そして、警察を単純で能無しと規定する定番のやり方も聞いている。映画の序盤で加藤武演じる等々力署長は「世の中にはふたつの人間しかいない。善人か悪人だ。」と断言する。この単純明快な論理が間違っているということをこの映画は描き続ける。複雑な物語と対照をなす警察の単純さが物語にクリアな対称軸を提供しているのだ。
しかし、細部を突き詰めていくと、語りきれていないのかもしれないとも思う。この複雑な物語に135分という時間は短かった。実質的に物語に関わってくるのは主に佐清と珠世と謎の復員姿の男だけで、それ以外の登場人物は怪しくはあるものの「こいつが犯人だ」という可能性を感じさせるほどの関わりを感じることはできない。もっと誰もが殺人を犯す可能性を見せて、本当の犯人が誰だかわからないとしなければ、この物語の本当の魅力は伝わらないのではないか。
それに、金田一耕助がなぜそんなに容易に信用されてしまうのかもわからない。別に著名な探偵という設定ではなく、むしろ怪しげな男なのに、犬神の家族にも警察にも簡単に信用されてしまい、事件の核心にずんずん進んでいってしまうのだ。

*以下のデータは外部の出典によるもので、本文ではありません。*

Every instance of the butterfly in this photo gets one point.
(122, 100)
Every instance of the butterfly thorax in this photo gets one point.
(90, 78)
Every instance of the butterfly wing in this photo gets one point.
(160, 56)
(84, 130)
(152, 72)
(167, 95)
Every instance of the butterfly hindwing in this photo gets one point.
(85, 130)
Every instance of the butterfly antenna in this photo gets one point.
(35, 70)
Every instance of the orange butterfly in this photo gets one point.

それにも関わってくるのだが、映画の構成としてどれくらいの時間がたっているのかがわかりにくいということもある。事件と事件の間、あるいはシーンとシーンの間にどれくらいの時間があったのかがわかりにくいために、誰が反抗を犯した可能性があるかなどということを推察しにくい。時間がわかるのは復員姿の男が宿屋に現れた午後8時という時間だけで、それ以外は昼か夜かがわかるくらいで、シーンの変わり目でそれが次の日なのか、同じ日の何時間か後なのかということがちっともわからない。
勢いに乗ってしまえば気にはならないのだが、謎解きの知的なゲームを楽しむよりは、乗り物に乗せられて進むお化け屋敷のようで推理ものとしてはちょっと不満が残った。

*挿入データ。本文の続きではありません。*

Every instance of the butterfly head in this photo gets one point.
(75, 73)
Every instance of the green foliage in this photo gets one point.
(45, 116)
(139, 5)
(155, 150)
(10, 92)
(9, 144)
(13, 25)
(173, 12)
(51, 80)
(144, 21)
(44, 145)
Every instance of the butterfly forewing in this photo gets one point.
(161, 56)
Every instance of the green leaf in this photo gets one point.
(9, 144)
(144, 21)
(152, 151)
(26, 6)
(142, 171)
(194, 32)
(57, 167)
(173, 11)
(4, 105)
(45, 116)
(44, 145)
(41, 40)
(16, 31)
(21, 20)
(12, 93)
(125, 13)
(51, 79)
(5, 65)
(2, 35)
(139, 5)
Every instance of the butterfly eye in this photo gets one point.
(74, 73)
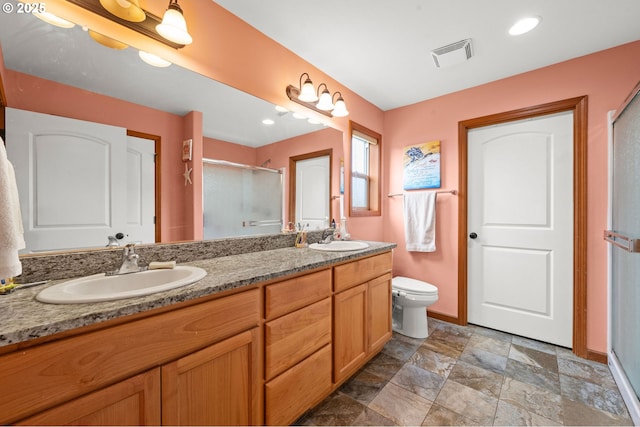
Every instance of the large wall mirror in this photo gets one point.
(231, 119)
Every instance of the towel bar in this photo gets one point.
(454, 192)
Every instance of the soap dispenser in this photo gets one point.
(343, 229)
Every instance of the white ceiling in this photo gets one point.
(380, 49)
(71, 57)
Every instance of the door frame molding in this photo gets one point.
(292, 178)
(578, 106)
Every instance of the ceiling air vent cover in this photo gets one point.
(454, 53)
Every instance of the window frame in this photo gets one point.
(375, 170)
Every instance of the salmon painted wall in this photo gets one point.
(605, 77)
(44, 96)
(228, 50)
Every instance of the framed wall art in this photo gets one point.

もちろん、そこには市川崑監督自身による30年ぶりのリメイクということで、謎についてはすでに知った上で見ている人も多いだろうという考えもあるのだろう。しかし、知っている人も知らない人も楽しめてこその作品だし、逆に知っている人を楽しませるためにもじっくりと見せていくべきだったのではないか。もちろん、そこは非常に難しいところではあるが、どうも中途半端になってしまった感は否めない。

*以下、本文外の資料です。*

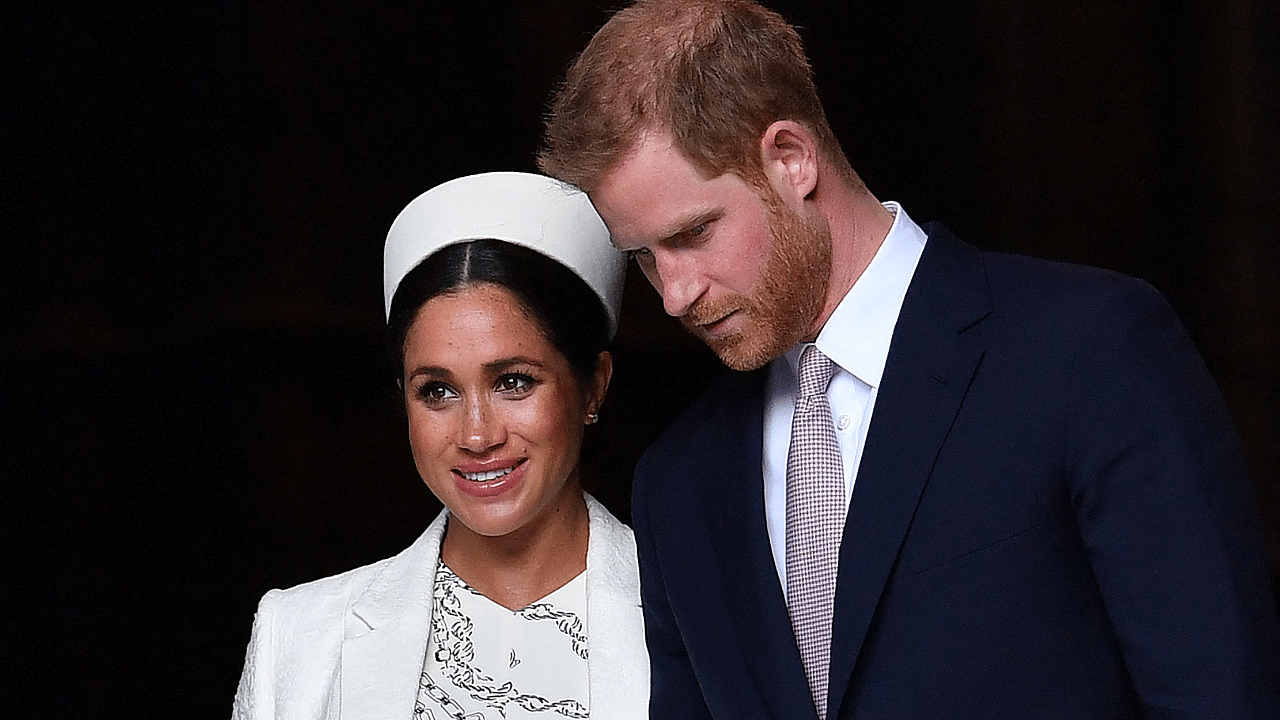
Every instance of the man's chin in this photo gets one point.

リメイクという点では、キャストも話題のひとつだ。石坂浩二が再び金田一耕助を演じたという点では、この作品だけを見る限り問題は無いし、どこかで金田一耕助と石坂浩二のイメージが結びついているから違和感は無かった。富司純子と尾上菊之助の親子もちょっと大げさではあったがなかなかよかったと思う。松嶋菜々子はキャラクター設定がよくわからず、失敗だったかもしれない。この珠世というキャラクターはもっとはっきりした性質を持っていないと物語り全体がしまらない。それはもちろん脚本のせいもあっただろうが、別の人が演じたらもっとはっきりした印象になったのではないかとも思った。脇役の中で白眉は深田恭子だろう。演技は決してうまいとはいえないのだが、登場から完全に昭和の娘に染まりきり、その世界にすっと溶け込む。それぞれの役にあった話し方を身につけたら深田恭子は女優として化けるかもしれない。奥菜恵はシリアスな役よりもコミカルな役が向いていると思う。この作品でも唯一の見せ場は障子に突っ込むシーンだった。